Este é apenas um dos clássicos sambas que Elza repagina neste disco no qual foge ao saudosismo que costuma pautar projetos do gênero. A artista não se priva de voltar a abordar sucessos do quilate de Malandro (Jorge Aragão/ Jotabê) e Salve a Mocidade (Luiz Reis), mas, do alto de seus 91 anos, sabe que nada será como antes, e busca novos arranjos e interpretações para as obras.
A crônica de Aragão é vertida numa cantiga (herança do show A Mulher do Fim do Mundo), enquanto o samba exaltação ganha ritmo moldado pelas distorções das guitarras pilotadas por Rovilson Pascoal e Ricardo Prado
Ressignificada, A Carne (Seu Jorge/ Marcelo Yuka/ Ulisses Cappelletti) se mantém em ritmo fervente, enquanto Comportamento Geral (Gonzaguinha) mantém a modernidade eletrônica do registro lançado pela artista há três anos em seu álbum Planeta Fome. Estas são duas das canções que intensificam o discurso social bisado pela artista em toda a sua trajetória.

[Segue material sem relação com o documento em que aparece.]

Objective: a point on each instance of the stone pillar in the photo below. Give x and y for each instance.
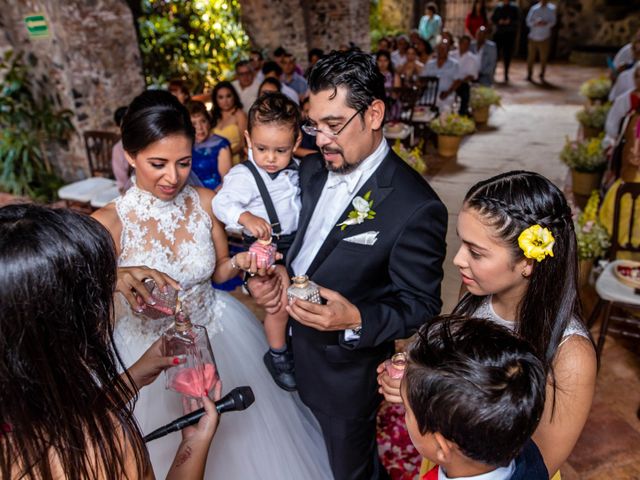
(299, 26)
(90, 60)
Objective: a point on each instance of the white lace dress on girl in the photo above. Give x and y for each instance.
(277, 437)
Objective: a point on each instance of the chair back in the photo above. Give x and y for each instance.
(401, 101)
(99, 147)
(626, 192)
(429, 94)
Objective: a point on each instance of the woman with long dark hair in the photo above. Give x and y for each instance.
(228, 118)
(65, 409)
(519, 265)
(164, 229)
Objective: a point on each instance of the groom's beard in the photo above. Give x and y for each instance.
(345, 167)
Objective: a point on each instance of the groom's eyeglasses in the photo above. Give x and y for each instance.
(313, 131)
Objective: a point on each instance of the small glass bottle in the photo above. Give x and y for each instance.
(198, 374)
(265, 252)
(395, 365)
(304, 289)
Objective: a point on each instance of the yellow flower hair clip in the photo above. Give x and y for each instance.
(536, 242)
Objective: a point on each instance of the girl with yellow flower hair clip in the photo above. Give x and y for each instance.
(518, 263)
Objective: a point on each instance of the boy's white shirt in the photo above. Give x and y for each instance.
(500, 473)
(239, 194)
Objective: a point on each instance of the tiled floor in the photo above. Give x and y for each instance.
(528, 133)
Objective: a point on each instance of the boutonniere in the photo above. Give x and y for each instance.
(361, 211)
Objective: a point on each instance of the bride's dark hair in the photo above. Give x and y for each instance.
(152, 116)
(62, 400)
(510, 203)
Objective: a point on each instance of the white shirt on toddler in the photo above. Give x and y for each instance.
(239, 194)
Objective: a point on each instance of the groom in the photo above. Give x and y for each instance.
(372, 235)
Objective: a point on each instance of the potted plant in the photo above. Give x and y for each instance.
(412, 157)
(587, 161)
(450, 128)
(592, 119)
(591, 236)
(29, 125)
(481, 100)
(596, 89)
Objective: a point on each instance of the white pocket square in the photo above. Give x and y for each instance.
(366, 238)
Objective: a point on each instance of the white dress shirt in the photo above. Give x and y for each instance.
(468, 65)
(547, 14)
(247, 95)
(338, 192)
(500, 473)
(239, 194)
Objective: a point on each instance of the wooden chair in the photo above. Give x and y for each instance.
(99, 146)
(611, 292)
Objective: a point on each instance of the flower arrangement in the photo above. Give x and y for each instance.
(585, 156)
(484, 97)
(596, 88)
(594, 116)
(452, 124)
(592, 238)
(412, 157)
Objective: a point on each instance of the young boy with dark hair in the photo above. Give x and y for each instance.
(474, 394)
(262, 196)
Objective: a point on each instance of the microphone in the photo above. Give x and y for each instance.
(237, 399)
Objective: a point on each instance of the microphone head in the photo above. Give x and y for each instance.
(242, 397)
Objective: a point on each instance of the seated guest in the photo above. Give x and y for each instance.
(488, 54)
(178, 88)
(273, 70)
(291, 78)
(624, 59)
(211, 158)
(67, 412)
(228, 118)
(625, 104)
(469, 68)
(447, 71)
(119, 164)
(245, 84)
(399, 56)
(256, 61)
(410, 71)
(473, 395)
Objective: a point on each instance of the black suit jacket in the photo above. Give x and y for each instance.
(395, 283)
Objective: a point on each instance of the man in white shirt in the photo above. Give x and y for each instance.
(447, 71)
(540, 20)
(469, 66)
(245, 84)
(371, 235)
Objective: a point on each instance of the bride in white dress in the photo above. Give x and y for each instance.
(165, 230)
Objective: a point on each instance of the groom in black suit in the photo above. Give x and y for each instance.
(372, 235)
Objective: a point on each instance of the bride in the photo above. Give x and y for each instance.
(164, 229)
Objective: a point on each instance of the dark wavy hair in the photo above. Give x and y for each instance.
(354, 70)
(61, 393)
(471, 380)
(275, 108)
(152, 116)
(216, 113)
(510, 203)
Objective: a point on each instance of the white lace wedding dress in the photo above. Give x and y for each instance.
(277, 437)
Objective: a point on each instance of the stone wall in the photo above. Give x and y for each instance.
(299, 26)
(90, 60)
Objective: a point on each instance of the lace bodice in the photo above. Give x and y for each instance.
(173, 237)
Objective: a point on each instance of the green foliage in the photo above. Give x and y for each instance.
(27, 124)
(452, 124)
(198, 40)
(585, 156)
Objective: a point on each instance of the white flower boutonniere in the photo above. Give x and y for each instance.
(361, 211)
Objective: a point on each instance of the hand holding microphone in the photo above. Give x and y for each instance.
(237, 399)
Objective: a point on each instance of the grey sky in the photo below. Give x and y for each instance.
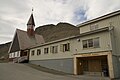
(15, 13)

Do final da década de 1970, a artista pesca O Morro (Mauro Duarte/ Ivone Lara), pérola rara de um baú repleto de preciosidades que ganha lufada de ar fresco nas mãos da banda formada por Felipe Roseno e Mestre da Lua (percussão), Lucky Luque (sintetizadores), Thomas Harres (bateria) e os supracitados Pascoal e Prado sob a direção musical de Rafael Ramos – que assina a produção do álbum.

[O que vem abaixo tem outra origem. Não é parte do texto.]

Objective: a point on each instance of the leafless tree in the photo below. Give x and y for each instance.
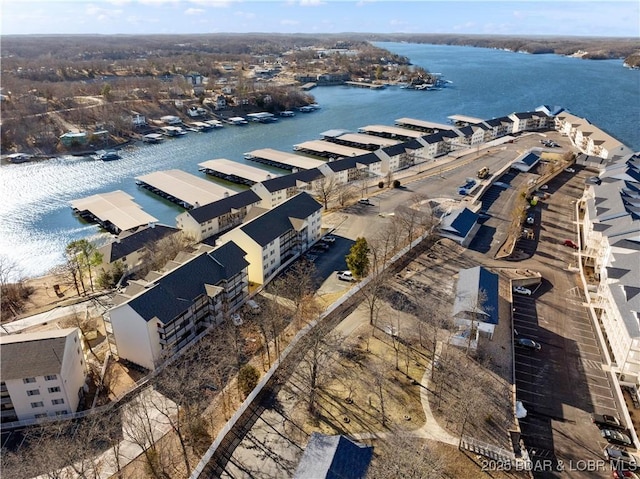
(315, 365)
(402, 455)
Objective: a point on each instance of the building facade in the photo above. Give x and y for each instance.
(43, 374)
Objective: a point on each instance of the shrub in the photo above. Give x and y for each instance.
(248, 379)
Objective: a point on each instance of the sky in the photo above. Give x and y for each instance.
(522, 17)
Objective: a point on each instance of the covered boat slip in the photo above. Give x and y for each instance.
(115, 211)
(359, 140)
(183, 188)
(391, 132)
(283, 160)
(327, 149)
(421, 125)
(236, 172)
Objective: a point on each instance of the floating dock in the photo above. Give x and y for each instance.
(359, 140)
(283, 160)
(182, 188)
(394, 132)
(427, 127)
(236, 172)
(326, 149)
(115, 211)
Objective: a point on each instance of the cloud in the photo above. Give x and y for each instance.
(102, 14)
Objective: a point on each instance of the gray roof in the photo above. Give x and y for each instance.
(477, 292)
(224, 206)
(28, 355)
(127, 243)
(176, 291)
(274, 223)
(333, 457)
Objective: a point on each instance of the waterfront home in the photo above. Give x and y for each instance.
(43, 374)
(129, 247)
(274, 237)
(589, 138)
(156, 318)
(475, 307)
(277, 190)
(209, 220)
(610, 255)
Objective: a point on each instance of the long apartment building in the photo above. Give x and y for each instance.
(157, 317)
(277, 235)
(611, 253)
(43, 374)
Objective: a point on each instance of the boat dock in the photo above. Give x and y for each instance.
(115, 211)
(427, 127)
(395, 132)
(236, 172)
(359, 140)
(370, 86)
(182, 188)
(283, 160)
(326, 149)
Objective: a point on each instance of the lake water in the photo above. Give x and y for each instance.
(36, 221)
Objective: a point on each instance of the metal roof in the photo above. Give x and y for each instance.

Embora tenha priorizado sua liberdade artística, Elza sempre foi mais potente sob a produção e a direção musical de grandes músicos. Foi assim quando encontrou Zé Miguel Wisnik em 2000 e virou a mesa da música popular ao mergulhar em estética hip hop com o excelente Do Cóccix até o Pescoço, ou quando se jogou na pista sob a produção de Arthur Joly em baticum eletrônico que deu vazão ao interessante Vivo Feliz (2003).
É de Vivo Feliz, inclusive, que Elza pesca Lata D’Água (Elza Soares), canção autoral na qual remete à lata d’água que carregou na cabeça ao longo da juventude e serviu de veículo para conhecer sua potência vocal. Embora tenha registrado, em gravação definitiva lançada no registro do show Beba-Me (2007), o clássico samba homônimo composto por Luiz Antônio (1921-1996) e Jota Júnior (1923-2009) e lançado pela cantora Marlene (1922-2012) há 70 anos, o samba assinado pela compositora bissexta soa mais contundente frente ao discurso da artista.

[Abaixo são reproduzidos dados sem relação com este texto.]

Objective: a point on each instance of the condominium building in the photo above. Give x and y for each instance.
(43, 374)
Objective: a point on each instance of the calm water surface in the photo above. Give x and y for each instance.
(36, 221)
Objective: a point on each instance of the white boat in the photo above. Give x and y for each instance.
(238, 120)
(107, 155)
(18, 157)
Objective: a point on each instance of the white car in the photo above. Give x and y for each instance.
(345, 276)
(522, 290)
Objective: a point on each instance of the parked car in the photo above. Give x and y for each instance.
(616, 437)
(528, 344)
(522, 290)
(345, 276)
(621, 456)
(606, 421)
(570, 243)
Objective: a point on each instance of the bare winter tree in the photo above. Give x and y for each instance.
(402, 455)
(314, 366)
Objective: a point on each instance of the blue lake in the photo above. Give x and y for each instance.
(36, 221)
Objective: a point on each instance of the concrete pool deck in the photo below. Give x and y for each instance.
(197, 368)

É esse discurso que intensifica a excelente releitura de Dura na Queda (Chico Buarque) e mantém ativo o grito de sobrevivência de Maria da Vila Matilde (Douglas Germano, 2015). Entretanto, nem só do discurso sobrevive Elza Ao Vivo no Municipal. Elza ainda é a sambista cheia de gingado que revolucionou a música popular ao injetar o jazz no samba sem perder sua brasilidade.
Ecos desta intérprete suingante ressurgem em Lata D’Água, Balanço Zona Sul (Tito Madi) e em Saltei de Banda (Zé Rodrix/ Luiz Carlos Sá), o melhor registro do álbum e a melhor lembrança deste disco repleto de pontos altos. O samba rock Saltei de Banda comprova que a artista se manteve fiel ao sambalanço pelos versos de Rodrix e Sá.
Ainda que escorregue em interpretação protocolar (Banho, de Tulipa Ruiz), Elza Ao Vivo no Municipal chega ao fim com o canto de Elza Soares ainda tinindo aos 92 anos enquanto clama para cantar até o fim ao som de Mulher do Fim do Mundo (Rômulo Fróes/ Alice Coutinho). É sintomático que a artista encerre de forma apoteótica seu registro no palco do Theatro Municipal, um anticlímax à abertura quase camerística ao som de Meu Guri (Chico Buarque) em interpretação dilacerante de voz e do piano de Fábio Leandro.
Meu Guri abre o disco, mas, com a mesma potência, poderia ser a canção derradeira, atestando a potência da voz vitoriosa de Elza Soares, intérprete que, sem os percalços que a vida, o machismo e o racismo estrutural que o Brasil lhe impuseram poderia ter sido há muito mais tempo aquilo que Elza Ao Vivo no Municipal atesta: a maior intérprete da música popular tupiniquim.